Read between the lines, and you can only deduce that the senators and staff had to assume that they would be spied upon. (The names of who authorised such conduct have been redacted.) In the pecking order of the Republic, political figures investigating a body for alleged criminal conduct were the ones to be monitored. This attitude is outlined in so far as the CIA had “obligations under the National Security Act”, with a pressing legal duty to search the computers “for the presence of Agency documents to which SSCI staff should not have access.”
Various recommendations were made regarding the use of shared computer networks having classified material, though the agency retains the prerogative to define how those boundaries are to be charted. Expect more misunderstandings in due course. A specific omission from the review is the failure to explain the disappearance of material off the system, including the now famed Internal Panetta Review.

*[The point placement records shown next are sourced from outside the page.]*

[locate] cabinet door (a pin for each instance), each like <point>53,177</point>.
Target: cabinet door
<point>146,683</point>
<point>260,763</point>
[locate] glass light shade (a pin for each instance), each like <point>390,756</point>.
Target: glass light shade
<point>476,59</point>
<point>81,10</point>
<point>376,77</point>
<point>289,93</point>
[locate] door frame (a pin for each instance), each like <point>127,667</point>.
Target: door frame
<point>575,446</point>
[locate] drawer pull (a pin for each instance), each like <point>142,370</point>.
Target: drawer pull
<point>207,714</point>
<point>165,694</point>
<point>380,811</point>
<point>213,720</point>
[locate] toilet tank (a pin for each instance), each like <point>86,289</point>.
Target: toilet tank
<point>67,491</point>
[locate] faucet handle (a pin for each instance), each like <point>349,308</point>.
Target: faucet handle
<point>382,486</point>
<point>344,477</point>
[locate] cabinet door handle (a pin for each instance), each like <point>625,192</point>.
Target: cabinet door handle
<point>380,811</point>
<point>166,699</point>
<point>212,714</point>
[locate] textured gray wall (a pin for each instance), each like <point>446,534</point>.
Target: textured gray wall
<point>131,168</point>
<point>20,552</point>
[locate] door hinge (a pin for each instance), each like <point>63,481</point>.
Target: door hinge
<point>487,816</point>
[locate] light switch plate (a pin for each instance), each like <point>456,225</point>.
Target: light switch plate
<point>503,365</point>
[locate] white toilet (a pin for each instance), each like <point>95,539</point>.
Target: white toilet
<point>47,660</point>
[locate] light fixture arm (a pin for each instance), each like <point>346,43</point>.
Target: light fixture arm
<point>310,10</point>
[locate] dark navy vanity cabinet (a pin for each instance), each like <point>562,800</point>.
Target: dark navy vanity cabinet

A standout feature that somehow undermines the constitutionally motivated anger of SSCI committee members lies in its inconsistent attitude to surveillance. Bulk gathering of data on US citizens, and non-citizens, has its uses, but keeping an eye on Congress, a body which has also taken its eye off constitutional erosions, doesn’t. The question is one of degree: who are the greater rogues?
The exoneration of CIA employees may well sting, but it has its own institutionalised justifications. Even the president agrees. According to Barack Obama’s spokesman, Jay Carney, the president expressed “great confidence in John Brennan and confidence in our intelligence community and in our professionals at the CIA” (Truthdig, Mar 12, 2014). The establishment simply got off the hook, again.